8. (U) As expected, union leaders and other CAFTA opponents have 
called for a national protest, including strike action, for late 
February.  (Their target date is February 26.) The pressure tactics 
have begun already.  Following the first rules change (which would 
accelerate legislation to open the telecom sector), leaders of the 
telecom and electricity workers union packed the Assembly gallery 
and warned pro-CAFTA legislators, such as Jose Mario Echandi of the 
one-member National Union Party, "we know where you live."  (Echandi 
told the media he has requested extra police protection in his 
neighborhood.)  The opposition is also likely to challenge the rule 
changes in the Supreme Court, but coalition legislators and Assembly 
staffers tell us that the GOCR is pro-actively consulting the Court 
already, in anticipation of challenges. In his January 27 interview, 
Minister Arias threw down the gauntlet to opponents, noting that 
demonstrations would be permitted, but roadblocks would be dealt 
with "respectfully but forcefully." 
 
------------------------------ 
COMMENT: FINALLY, SOME MUSCLE 
------------------------------ 
 
9. (SBU) This combination of words and deeds is welcome and 
illustrates the sort of disciplined, organized "realpolitik" 
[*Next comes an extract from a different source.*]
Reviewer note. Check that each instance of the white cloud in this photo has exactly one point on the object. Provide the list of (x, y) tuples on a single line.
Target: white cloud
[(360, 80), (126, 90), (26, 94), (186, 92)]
leadership the Arias administration must continue to demonstrate in 
order to ratify and implement CAFTA.  Making the Legislative 
Assembly more effective, taking advantage of current public 
disillusionment with the "just say no" PAC-led opposition, would 
also have long-term positive benefits for Costa Rica, and has found 
resonance with coalition legislators who do not want this 
legislature to be perceived as feckless, as was the case with the 
previous one.  The consensus ideal will not fade quickly (or 
quietly) here, however, and the Costa Rican political system still 
offers far more ways to get to no than to yes, whether in the 
legislature, in the Supreme Court, or on the streets.  Nevertheless, 
the Arias administration, in its own way, has started 2007 on the 
political offensive.  That by itself is significant.